Wenn es nur das wäre. “An drei Grad Erhitzung werden wir uns kaum anpassen können”, warnt der Klimaforscher Stefan Rahmstorf vor der Illusion, die häufigeren Extremlagen beispielsweise durch den Bau höherer Dämme oder von Schwammstädten entschärfen zu können.

“Die Aufgabe, den menschengemachten Klimawandel aufzuhalten, darf nicht vernachlässigt werden”

Kanzler Olaf Scholz

Man muss schon an die Ursachen heran, sprich endlich merklich den Ausstoß der Klimagase senken. Und es soll kein Zynismus sein. Aber jeder, der sich über vermeintlich teure saubere Heizungssysteme wie die Wärmepumpe aufregt, sollte mal überschlagen, ob die Sanierung eines durchnässten Hauses und der Ersatz zerstörten Mobilars am Ende nicht ein Vielfaches kostet.

Expertenrat: Ampel verfehlt Klimaziele

Kanzler Scholz bewertet seinen jüngsten Gummistiefel-Einsatz in seiner verschwurbelten Art zu reden zumindest als “einen Hinweis darauf, dass was los ist”. Die Aufgabe, den menschengemachten Klimawandel aufzuhalten, mahnt der Regierungschef, dürfe “nicht vernachlässigt weden”.

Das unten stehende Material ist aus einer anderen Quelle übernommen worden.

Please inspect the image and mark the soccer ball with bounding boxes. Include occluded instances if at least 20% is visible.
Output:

Da darf sich die Ampelkoalition zuallererst an die eigene Nase fassen. Das meint zumindest der sie beratende Expertenrat für Klimafragen in einer aktuellen Stellungnahme. Er widerspricht der Einschätzung des grünen Wirtschaftsministers Robert Habeck, Deutschland sei beim Klimaschutz auf Kurs. Das Gegenteil sei der Fall, urteilt der Rat: Steuere die Regierung nicht endlich vor allem in den Sektoren Gebäude und Verkehr entschieden gegen, würden die Klimaziele verfehlt.